Facebook profiles are constructed to function around the focal point of the page – a person’s “profile picture”, a photo chosen by the profile operator to represent themselves to their friends on the website.
Instagram profiles are intended to operate as a visual portfolio of its users, promoting individuals to display who they are through means of photos and “hashtags” aided by the availability of photo filters to enhance images.
Roxby (2014, N. pag) explains how social media websites like Facebook and Instagram are essential communication outlets for teenagers, specifically teenage girls, and because these websites and their photo-uploading features are accessed millions of times a day, the way users look and the way their friends look has become the most significant element of their relationships with their online friends.

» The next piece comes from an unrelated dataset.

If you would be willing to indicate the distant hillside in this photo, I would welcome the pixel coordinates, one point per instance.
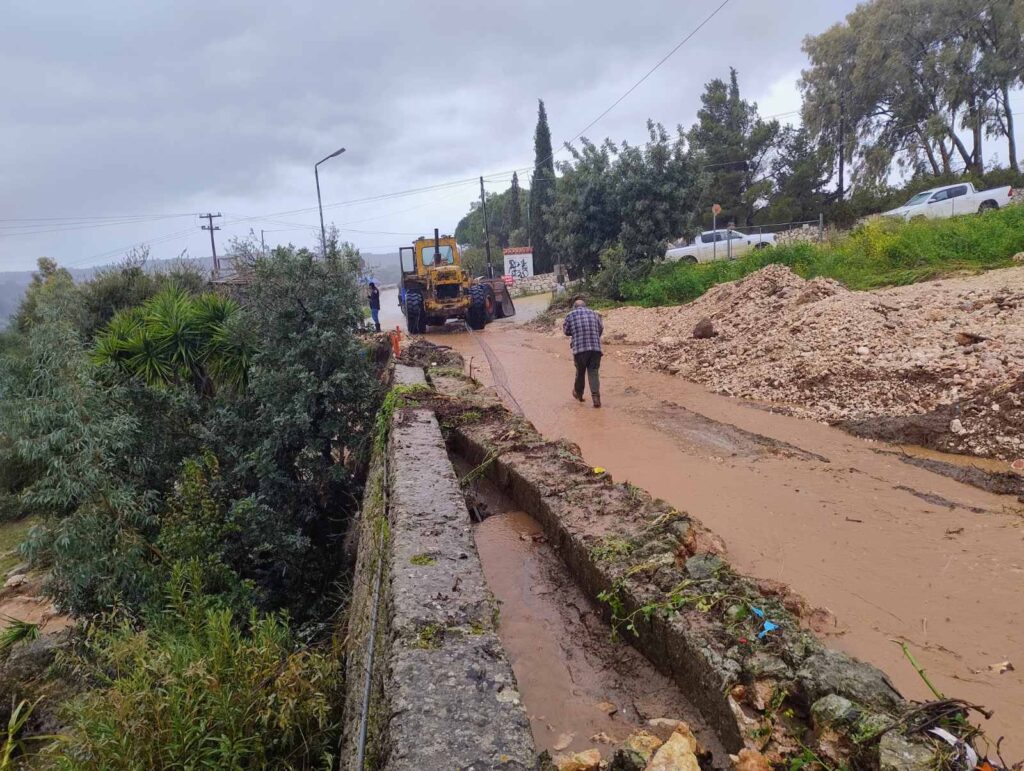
(381, 267)
(13, 283)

When analyzed in this context, it becomes apparent how social media influences body image.
Social media websites are self-objectifying. They encourage users to post visually enhanced images of themselves to receive recognition and appreciation from fellow users.
The comments from other users of the sites become a form of social validation for individuals which conclusively leads to body image anxieties.
Comments from other users of the sites can be either positive or negative.
It is essential to remind oneself of how social media websites are incredibly powerful and alluring forces in the ways in which a person perceives their body. Because they are intended to focus on appearance as opposed to individuality, it is understood how body image and body image perceptions become entirely manipulated and consumed by their influence.
I think the image I chose to represent this blog post accurately captures what users of social media must keep in mind:
“Contrary to what you see in the media, we are not all supposed to look the same.”
Roxby, Phillipa. “Does Social Media Impact on Body Image?” 2014. N. Pag. BBC News Health. Web. 28 February 2015.